Joking that there’s a lot of freaky people that live in Denver, Sella realized the receptiveness of the diverse crowd may be why playing in Colorado has always felt like a hometown show for him.
The band left the stage with the expected cliché of an encore. Despite the almost comical expectancy of a reappearance, The Front Bottoms delivered their last moments uniquely. A fan who raps GDP’s part in “Historic Cemetery” was brought up on stage and dropped the mic at the end of the song. She stayed throughout the finale of “Skeleton,” dancing around and filming the band on her phone.
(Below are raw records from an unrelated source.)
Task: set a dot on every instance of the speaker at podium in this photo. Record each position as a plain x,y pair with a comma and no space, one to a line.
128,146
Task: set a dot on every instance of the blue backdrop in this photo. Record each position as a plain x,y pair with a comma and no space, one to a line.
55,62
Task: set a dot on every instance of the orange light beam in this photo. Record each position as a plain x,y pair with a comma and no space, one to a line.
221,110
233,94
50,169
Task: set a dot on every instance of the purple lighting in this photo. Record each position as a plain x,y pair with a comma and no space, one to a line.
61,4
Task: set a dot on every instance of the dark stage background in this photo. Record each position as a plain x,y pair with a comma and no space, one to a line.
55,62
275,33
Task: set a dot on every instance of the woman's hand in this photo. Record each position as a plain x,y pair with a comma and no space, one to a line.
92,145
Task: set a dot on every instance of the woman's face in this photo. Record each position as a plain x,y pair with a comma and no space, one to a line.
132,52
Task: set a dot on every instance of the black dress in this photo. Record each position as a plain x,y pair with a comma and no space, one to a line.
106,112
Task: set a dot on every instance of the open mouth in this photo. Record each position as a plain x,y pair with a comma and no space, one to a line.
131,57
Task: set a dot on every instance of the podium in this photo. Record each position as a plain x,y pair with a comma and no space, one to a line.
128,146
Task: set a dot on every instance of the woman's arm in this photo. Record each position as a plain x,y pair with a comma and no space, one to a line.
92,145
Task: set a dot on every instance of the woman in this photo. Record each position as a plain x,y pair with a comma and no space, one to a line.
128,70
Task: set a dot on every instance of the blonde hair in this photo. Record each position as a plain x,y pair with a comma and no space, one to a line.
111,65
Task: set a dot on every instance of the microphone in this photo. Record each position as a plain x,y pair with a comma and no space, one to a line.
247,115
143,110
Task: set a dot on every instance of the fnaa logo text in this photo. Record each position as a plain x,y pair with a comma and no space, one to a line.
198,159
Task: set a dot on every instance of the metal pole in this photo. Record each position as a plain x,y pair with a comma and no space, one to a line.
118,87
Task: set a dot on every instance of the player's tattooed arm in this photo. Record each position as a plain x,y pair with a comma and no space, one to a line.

The Front Bottoms have progressed considerably over the years, moving from angsty pop-punk to more indie folk-influenced. From recording their songs in a basement and posting them on the internet the same night to co-headlining a tour with Manchester Orchestra, the Front Bottoms have come a long way, and so have their loyal fans. Despite the progression in their sound, they stick to their roots and know how to incorporate the entirety of their music into one show. You can feel happy about their success without being sad about how they’ve changed.